I have an RNN model. After about 10K iterations, the loss stops decreasing, but the loss is not very small yet. Does it always mean the optimization is trapped in a local minimum?
In general, what would be the actions should I take to address this issue? Add more training data? Change a different optimization scheme (SGD now)? Or Other options?
Many thanks!
JC
If you are training you neural network using a gradient vector based algorithm such as Back Propagation
or Resilient Propagation
it can stop improving when it finds a local minimum and it is normal because of the nature of this type fo algorithm. In this case, the propagation algorithms is used to search what a (gradient) vector is pointing.

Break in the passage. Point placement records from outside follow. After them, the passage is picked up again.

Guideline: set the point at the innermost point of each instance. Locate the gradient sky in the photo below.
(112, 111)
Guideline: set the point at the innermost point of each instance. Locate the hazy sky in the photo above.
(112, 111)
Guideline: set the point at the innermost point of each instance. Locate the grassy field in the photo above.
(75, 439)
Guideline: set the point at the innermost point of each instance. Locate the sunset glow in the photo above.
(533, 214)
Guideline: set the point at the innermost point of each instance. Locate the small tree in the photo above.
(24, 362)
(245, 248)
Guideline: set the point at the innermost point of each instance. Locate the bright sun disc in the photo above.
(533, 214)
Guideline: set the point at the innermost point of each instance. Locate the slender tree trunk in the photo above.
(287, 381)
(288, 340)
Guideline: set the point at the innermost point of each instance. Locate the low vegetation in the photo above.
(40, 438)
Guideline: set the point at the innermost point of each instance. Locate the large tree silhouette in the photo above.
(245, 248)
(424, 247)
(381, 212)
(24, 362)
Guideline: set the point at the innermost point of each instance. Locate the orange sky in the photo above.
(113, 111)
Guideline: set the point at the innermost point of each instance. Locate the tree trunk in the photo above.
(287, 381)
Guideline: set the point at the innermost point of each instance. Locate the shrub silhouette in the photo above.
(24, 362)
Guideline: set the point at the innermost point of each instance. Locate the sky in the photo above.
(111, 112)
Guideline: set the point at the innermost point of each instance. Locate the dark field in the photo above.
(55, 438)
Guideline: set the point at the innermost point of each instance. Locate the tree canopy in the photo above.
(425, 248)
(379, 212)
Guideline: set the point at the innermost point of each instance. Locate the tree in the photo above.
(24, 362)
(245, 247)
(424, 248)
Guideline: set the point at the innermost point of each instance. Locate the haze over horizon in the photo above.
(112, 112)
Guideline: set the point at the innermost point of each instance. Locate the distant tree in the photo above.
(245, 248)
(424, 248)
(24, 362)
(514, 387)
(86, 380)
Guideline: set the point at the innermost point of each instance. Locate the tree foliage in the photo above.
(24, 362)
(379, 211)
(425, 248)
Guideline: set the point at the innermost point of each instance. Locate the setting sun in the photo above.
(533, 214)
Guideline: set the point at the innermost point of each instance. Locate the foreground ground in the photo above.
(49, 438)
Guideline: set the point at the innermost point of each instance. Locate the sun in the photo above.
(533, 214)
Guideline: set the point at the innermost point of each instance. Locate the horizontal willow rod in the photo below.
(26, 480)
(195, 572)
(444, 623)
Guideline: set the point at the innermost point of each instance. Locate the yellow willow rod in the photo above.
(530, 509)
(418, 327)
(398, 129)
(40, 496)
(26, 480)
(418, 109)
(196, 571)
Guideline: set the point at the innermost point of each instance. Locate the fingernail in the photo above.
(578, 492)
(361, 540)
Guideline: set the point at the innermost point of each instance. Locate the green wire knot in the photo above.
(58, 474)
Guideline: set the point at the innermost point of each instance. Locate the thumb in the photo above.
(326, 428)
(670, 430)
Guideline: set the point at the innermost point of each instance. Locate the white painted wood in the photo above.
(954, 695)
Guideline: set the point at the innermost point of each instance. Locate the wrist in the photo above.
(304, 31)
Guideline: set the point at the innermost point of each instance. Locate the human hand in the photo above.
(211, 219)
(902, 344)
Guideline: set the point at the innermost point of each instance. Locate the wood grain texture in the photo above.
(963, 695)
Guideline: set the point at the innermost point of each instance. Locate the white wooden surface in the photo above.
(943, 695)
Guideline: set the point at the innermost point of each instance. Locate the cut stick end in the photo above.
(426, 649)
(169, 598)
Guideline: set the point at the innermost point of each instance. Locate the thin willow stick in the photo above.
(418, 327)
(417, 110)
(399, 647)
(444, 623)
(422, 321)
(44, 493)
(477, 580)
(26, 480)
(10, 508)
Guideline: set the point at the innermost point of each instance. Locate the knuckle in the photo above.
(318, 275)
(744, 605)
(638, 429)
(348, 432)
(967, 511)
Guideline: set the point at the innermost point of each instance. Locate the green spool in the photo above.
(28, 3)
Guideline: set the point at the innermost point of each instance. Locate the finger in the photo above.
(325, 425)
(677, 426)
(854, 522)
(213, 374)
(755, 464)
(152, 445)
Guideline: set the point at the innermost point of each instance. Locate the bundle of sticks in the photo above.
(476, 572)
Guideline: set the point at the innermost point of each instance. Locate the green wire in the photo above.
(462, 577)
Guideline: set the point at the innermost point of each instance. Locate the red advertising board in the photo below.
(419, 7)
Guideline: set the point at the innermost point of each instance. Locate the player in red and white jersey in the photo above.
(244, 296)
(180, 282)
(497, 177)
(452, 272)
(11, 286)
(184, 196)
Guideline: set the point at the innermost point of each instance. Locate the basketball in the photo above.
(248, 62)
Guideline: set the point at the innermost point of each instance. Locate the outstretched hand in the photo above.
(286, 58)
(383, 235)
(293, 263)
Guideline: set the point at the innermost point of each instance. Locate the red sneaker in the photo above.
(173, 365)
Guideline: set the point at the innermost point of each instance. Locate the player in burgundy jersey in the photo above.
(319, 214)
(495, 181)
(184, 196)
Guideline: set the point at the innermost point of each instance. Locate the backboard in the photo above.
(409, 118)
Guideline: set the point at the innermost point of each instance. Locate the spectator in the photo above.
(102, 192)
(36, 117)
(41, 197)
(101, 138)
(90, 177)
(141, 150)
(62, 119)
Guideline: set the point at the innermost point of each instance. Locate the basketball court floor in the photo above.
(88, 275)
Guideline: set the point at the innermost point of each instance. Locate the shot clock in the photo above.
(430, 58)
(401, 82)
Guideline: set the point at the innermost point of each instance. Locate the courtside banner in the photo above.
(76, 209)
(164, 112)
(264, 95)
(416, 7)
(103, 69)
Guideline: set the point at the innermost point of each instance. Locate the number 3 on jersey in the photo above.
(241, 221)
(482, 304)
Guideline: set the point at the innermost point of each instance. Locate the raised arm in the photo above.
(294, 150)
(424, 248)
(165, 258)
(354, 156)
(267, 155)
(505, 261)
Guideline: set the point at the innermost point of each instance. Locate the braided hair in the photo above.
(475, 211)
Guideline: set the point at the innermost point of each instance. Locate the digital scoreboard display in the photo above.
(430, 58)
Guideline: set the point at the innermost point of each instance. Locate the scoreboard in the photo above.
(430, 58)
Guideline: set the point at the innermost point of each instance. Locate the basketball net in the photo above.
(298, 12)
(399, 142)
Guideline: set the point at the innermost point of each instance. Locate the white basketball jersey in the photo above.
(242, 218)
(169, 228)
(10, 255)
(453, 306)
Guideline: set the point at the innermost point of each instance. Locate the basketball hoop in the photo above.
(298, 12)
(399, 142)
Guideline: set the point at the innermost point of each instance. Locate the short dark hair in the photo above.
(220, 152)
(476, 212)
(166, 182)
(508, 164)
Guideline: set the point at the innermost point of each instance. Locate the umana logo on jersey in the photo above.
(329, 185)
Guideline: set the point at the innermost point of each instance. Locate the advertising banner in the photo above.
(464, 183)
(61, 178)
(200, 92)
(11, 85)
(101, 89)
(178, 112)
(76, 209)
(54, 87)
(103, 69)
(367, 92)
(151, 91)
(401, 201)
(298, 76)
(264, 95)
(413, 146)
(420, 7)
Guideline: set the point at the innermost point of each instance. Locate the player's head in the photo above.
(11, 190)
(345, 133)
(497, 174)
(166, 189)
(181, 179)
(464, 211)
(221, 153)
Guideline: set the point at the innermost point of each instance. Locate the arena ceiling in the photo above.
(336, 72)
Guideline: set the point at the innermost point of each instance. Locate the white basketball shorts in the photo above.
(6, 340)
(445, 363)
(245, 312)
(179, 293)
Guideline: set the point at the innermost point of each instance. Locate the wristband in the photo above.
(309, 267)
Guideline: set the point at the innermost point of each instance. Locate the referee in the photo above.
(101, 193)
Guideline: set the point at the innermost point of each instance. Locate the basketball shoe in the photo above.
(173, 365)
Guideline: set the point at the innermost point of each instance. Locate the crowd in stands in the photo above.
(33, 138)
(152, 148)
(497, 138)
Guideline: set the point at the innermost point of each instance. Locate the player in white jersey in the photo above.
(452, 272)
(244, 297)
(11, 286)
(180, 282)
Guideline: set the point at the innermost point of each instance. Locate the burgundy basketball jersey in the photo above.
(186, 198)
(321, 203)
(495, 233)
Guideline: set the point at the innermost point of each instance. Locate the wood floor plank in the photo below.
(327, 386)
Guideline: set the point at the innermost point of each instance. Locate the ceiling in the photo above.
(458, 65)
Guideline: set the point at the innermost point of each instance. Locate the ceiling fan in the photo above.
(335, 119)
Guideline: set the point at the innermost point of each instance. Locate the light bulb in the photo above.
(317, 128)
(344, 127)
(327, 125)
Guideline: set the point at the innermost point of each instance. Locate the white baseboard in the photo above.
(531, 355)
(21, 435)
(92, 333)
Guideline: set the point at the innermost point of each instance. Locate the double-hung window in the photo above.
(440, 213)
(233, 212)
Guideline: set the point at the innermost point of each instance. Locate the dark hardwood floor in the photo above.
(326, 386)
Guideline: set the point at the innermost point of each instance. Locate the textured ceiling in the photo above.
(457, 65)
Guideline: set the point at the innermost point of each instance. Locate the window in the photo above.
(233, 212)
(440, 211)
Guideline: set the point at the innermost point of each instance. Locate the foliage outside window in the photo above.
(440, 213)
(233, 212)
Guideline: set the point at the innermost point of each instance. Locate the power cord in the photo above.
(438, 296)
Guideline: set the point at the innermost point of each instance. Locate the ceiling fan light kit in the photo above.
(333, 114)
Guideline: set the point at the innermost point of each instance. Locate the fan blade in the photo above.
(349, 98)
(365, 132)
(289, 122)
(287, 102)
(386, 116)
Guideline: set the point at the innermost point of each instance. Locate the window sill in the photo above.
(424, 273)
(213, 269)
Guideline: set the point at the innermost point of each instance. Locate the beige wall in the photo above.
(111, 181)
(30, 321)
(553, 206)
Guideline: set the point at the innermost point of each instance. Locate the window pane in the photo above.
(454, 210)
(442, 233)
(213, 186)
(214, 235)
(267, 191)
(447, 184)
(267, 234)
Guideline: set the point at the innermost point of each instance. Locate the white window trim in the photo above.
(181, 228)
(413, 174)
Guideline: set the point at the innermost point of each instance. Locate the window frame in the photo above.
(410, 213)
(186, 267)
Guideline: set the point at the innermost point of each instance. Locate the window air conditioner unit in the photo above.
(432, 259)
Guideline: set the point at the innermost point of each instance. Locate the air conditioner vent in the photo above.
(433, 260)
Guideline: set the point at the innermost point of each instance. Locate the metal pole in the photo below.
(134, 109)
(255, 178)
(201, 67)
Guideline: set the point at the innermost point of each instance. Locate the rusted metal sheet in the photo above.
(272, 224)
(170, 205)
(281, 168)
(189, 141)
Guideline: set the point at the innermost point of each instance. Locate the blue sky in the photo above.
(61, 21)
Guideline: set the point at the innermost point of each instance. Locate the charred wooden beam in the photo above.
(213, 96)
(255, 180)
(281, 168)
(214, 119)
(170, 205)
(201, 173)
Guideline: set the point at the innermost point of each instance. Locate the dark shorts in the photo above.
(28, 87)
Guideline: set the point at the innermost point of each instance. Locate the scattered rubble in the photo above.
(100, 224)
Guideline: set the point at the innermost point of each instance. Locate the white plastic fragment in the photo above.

As a suggestion you could add a different strategy during the training to explore the space of search instead only searching. For sample, a Genetic Algorithm
or the Simulated Annealing
algorithm. These approaches will provide a exploration of possibilities and it can find a global minimum. You could implement 10 itegrations for each 200 iterations of the propagation algorithm, creating a hybrid strategy. For sample (it's just a pseudo-code):
int epochs = 0;
do
{
train();
if (epochs % 200 == 0)
traingExplorativeApproach();
epochs++;
} while (epochs < 10000);
I've developed a strategy like this using Multi-Layer Perceptrons
and Elman recurrent neural network
in classification
and regressions
problems and both cases a hybrid strategy has provided better results then a single propagation training.